There are a couple of obvious answers to Samuelson's "how else" question. First, President Obama made a stimulus package the first priority of his administration. His big mistake was that he listened to what the mainstream of the economics profession was saying at the time, and therefore believed that this would not be "the deepest economic downturn since the Great Depression."
For those unable to remember back to 2009, many Republicans argued that the economy did not need any boost at all. This would include many of the people who Samuelson would no doubt call "expansionist."
The other obvious answer to Samuelson's question is that the key provisions in the ACA do not kick in until 2014, when most projections in 2009 showed the economy to have largely recovered from the downturn. This means that, insofar as the bill has negative impacts on the economy (it's certainly not obvious why it would) the expectation at the time is that these would not be felt until the economy had pretty much recovered from the downturn. It is also worth noting that the ACA includes cost control provisions (Samuelson probably was unable to find a copy of the bill) that would, if effective, limit the extent to which health care costs pose a drain on the economy in the long-term.

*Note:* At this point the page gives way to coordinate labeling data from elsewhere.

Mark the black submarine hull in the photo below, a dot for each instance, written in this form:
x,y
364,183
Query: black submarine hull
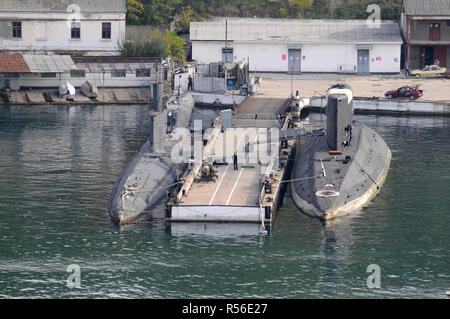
x,y
338,173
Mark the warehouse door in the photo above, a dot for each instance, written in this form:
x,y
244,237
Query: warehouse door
x,y
435,32
363,61
295,61
440,54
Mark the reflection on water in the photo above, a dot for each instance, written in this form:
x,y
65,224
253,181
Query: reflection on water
x,y
58,165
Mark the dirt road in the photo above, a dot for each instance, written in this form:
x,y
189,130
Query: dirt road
x,y
279,85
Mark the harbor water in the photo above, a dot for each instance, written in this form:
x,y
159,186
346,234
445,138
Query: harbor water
x,y
59,163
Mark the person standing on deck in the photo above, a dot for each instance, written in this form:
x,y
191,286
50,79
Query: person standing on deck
x,y
189,83
235,162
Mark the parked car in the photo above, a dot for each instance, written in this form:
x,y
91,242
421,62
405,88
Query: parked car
x,y
411,92
429,70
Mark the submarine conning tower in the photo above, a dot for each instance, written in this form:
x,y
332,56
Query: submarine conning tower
x,y
339,115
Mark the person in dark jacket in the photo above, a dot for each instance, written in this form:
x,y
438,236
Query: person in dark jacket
x,y
189,83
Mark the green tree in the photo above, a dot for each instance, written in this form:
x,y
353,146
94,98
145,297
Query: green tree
x,y
135,12
160,12
174,46
302,5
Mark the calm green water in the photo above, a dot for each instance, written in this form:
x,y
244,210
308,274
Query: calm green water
x,y
58,164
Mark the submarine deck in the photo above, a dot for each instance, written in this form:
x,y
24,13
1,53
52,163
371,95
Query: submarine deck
x,y
238,195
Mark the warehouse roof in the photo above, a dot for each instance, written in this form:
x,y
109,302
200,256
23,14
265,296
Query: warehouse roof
x,y
13,63
99,6
294,30
49,63
427,8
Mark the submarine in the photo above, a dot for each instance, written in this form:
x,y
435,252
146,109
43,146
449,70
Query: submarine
x,y
337,173
148,176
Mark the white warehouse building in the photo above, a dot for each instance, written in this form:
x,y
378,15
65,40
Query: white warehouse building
x,y
297,45
82,27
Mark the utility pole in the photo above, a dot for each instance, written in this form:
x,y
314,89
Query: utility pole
x,y
226,54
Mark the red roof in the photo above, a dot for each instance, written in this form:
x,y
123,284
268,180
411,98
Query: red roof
x,y
13,63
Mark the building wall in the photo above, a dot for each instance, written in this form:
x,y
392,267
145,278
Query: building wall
x,y
326,58
420,30
50,31
130,80
390,55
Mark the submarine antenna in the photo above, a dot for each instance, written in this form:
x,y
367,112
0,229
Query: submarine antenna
x,y
324,173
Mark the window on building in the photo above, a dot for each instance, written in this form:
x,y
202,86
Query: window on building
x,y
118,74
227,54
77,73
17,29
106,30
76,30
143,73
48,75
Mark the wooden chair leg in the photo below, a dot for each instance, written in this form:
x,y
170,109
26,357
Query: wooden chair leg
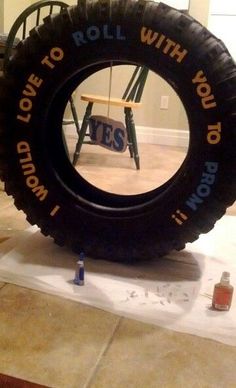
x,y
74,115
132,134
82,132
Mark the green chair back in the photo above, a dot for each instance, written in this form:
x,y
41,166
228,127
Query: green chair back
x,y
31,17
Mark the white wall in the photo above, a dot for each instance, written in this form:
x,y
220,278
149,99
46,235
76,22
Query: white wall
x,y
150,114
222,22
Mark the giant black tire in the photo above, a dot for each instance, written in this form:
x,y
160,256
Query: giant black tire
x,y
34,165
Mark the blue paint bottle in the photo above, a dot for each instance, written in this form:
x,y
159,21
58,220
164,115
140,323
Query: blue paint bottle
x,y
79,273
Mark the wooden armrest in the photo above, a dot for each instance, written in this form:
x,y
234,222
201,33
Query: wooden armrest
x,y
112,101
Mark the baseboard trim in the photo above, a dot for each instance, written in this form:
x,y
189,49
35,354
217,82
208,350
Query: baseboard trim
x,y
149,135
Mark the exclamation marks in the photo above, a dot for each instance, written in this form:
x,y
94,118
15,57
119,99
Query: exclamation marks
x,y
179,217
54,211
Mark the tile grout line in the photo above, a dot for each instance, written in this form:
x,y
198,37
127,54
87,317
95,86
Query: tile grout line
x,y
102,354
3,285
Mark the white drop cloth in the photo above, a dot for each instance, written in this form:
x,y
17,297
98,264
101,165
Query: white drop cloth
x,y
174,292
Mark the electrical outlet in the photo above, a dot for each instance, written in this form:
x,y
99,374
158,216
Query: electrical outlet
x,y
164,102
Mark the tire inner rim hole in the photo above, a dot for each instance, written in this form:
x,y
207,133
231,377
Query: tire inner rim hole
x,y
161,127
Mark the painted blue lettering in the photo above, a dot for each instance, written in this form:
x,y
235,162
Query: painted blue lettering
x,y
106,135
79,38
94,33
118,143
204,188
193,201
106,32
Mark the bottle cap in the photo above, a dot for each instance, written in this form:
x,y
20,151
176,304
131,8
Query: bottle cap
x,y
225,276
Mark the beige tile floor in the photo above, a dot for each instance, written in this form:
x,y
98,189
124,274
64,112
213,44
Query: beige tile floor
x,y
59,343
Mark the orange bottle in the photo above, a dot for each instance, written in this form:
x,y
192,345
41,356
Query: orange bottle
x,y
223,293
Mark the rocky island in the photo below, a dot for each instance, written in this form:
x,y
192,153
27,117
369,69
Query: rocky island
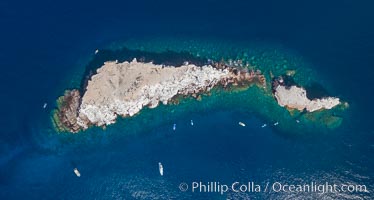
x,y
123,89
113,88
294,97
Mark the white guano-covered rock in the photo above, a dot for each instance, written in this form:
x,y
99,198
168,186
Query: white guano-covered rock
x,y
295,98
125,88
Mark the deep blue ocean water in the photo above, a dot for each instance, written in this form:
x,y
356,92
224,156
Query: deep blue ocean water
x,y
43,43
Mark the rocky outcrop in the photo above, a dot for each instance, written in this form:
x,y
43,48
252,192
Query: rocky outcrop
x,y
123,89
65,117
294,97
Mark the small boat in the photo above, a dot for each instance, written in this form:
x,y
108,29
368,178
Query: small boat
x,y
77,172
161,169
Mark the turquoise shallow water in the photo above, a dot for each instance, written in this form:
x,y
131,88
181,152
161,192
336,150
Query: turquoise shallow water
x,y
47,45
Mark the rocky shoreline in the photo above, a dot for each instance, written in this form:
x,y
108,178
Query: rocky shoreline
x,y
294,97
123,89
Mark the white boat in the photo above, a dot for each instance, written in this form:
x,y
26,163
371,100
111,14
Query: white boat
x,y
77,172
161,169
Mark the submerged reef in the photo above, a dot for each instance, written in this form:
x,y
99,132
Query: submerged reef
x,y
122,82
125,88
294,97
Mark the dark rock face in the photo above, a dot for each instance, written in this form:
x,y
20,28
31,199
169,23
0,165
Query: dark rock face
x,y
67,112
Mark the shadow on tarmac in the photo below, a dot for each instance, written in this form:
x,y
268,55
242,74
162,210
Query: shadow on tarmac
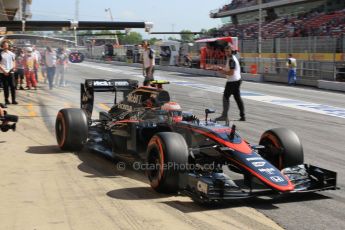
x,y
48,149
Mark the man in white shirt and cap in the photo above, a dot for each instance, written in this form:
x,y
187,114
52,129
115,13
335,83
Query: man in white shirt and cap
x,y
7,67
232,71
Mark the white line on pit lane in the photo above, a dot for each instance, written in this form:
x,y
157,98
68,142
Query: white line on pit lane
x,y
290,103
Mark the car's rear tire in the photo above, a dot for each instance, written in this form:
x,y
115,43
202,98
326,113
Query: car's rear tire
x,y
71,129
167,157
283,148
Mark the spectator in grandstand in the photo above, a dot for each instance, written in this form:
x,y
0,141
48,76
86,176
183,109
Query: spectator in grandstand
x,y
30,64
291,64
233,74
7,67
148,62
50,62
19,73
61,62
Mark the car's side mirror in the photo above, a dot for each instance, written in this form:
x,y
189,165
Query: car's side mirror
x,y
76,57
207,112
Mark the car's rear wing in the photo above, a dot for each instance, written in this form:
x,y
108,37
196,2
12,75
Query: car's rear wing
x,y
90,86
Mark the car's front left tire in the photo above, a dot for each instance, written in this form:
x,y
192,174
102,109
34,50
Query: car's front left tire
x,y
167,157
71,129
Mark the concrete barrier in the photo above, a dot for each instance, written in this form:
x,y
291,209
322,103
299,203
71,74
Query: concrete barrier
x,y
331,85
322,84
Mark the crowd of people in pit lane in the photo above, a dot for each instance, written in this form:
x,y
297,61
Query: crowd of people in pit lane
x,y
236,4
20,68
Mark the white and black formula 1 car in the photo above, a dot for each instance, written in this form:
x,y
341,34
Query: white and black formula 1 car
x,y
184,154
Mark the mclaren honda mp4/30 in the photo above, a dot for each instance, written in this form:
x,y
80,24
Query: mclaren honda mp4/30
x,y
178,148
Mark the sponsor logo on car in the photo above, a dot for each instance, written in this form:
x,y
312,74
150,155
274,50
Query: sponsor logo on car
x,y
101,83
202,187
121,83
259,163
254,159
269,171
134,98
276,179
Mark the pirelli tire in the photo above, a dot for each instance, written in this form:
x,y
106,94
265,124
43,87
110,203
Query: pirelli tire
x,y
71,129
167,157
283,148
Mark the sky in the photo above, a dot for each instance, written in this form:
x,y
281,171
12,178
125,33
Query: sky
x,y
174,15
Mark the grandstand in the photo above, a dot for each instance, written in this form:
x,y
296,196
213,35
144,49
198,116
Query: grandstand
x,y
283,18
313,30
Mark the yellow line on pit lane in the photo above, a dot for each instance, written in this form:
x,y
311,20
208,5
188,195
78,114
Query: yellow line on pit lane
x,y
32,112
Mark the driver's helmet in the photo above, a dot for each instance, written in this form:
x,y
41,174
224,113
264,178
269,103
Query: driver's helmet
x,y
174,110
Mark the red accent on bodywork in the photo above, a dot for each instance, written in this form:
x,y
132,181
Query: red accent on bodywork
x,y
287,188
242,147
126,121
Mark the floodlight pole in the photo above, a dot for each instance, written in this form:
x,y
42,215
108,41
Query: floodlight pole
x,y
260,35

Samuelson's main reason for calling Romney an expansionist is that he wants to give more tax breaks to rich people. There is no evidence that this will lead to more rapid economic growth, although it will undoubtedly make rich people richer.
Romney also wants to get rid of regulations that limit the ability of too big to fail banks from getting even more profit from their implicit government subsidies. While this will also put more money in the pockets of the very wealthy, it has no obvious connection to economic growth. In fact, by diverting resources from productive sectors of the economy to the financial sector, Romney's path would likely slow growth.
The evidence would suggest that Romney can best be characterized as a "distributionalist" in Samuelson's terms, although his plan to is to redistribute upward.